The consortium, led by Pune-based Pranav Agro Industries and supported by the Solvent Extractors' Association (SEA), has planned to buy 10,000 acres of land in two Latin American countries -- Paraguay and Uruguay -- in the first phase with an initial investment of Rs 200 crore.
"We have approached the Exim Bank to provide financial help to materialise the acquisition of 10,000 acres in Latin America," said Pranav Agro Chairman and Managing Director Pravin Lunkad, who is also the convenor of the consortium.
However, the bank needs to sort out certain issues before it could finance the project, Lunkad said, adding that he is optimistic of obtaining the funds.
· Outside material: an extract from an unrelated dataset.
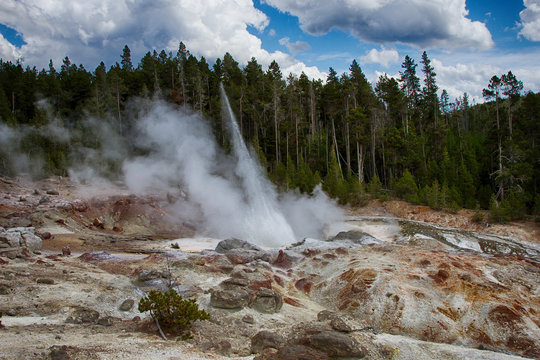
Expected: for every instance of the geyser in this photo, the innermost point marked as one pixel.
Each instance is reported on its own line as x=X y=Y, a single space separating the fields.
x=264 y=222
x=224 y=195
The country, already battling an over 12 per cent inflation, is heavily dependent upon the import of edible oils to meet domestic demand even though it is estimated to witness record production in foodgrains this year.
While the domestic edible oils output stands at about 7.5 million tonne, the consumption far outweighs supply at 12.5 million tonne. So any attempt to bridge that gap is likely to pass muster at the government level, an industry expert said.
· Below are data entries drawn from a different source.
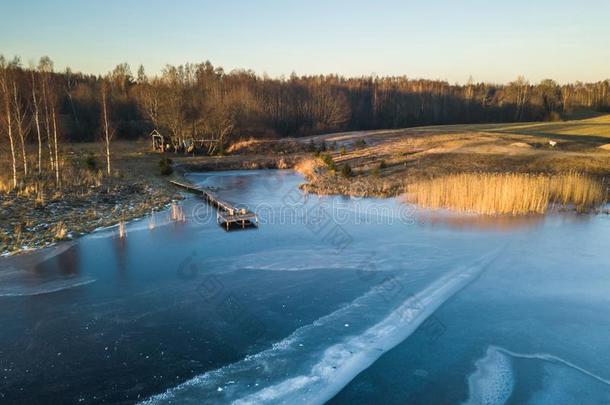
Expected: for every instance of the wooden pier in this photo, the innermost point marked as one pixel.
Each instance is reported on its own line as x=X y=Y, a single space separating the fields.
x=227 y=213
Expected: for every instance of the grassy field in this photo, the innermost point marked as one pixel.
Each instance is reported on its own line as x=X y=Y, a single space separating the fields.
x=383 y=163
x=386 y=162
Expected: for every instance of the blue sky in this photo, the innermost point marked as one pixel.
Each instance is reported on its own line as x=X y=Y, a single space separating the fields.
x=436 y=39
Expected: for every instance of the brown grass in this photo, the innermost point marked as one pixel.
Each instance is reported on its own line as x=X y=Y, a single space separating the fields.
x=507 y=193
x=308 y=167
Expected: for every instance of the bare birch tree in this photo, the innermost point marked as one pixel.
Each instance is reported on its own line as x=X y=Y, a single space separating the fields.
x=6 y=88
x=36 y=113
x=106 y=130
x=20 y=115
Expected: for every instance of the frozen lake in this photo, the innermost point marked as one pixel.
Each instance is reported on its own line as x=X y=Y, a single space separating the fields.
x=333 y=299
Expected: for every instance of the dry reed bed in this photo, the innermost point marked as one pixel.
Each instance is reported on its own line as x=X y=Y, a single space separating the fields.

The consortium has planned to set up a special purpose vehicle in which the companies involved will invest "on a pro-rata basis to acquire the land", Lunkad said. The share of a particular company will depend upon the size of the land it wishes to acquire and the amount of investment, he added.
Though the companies have decided to undertake the farming of soyabean, sunflower and maize initially, plans are being made to include pulses to the list, Lunkad said.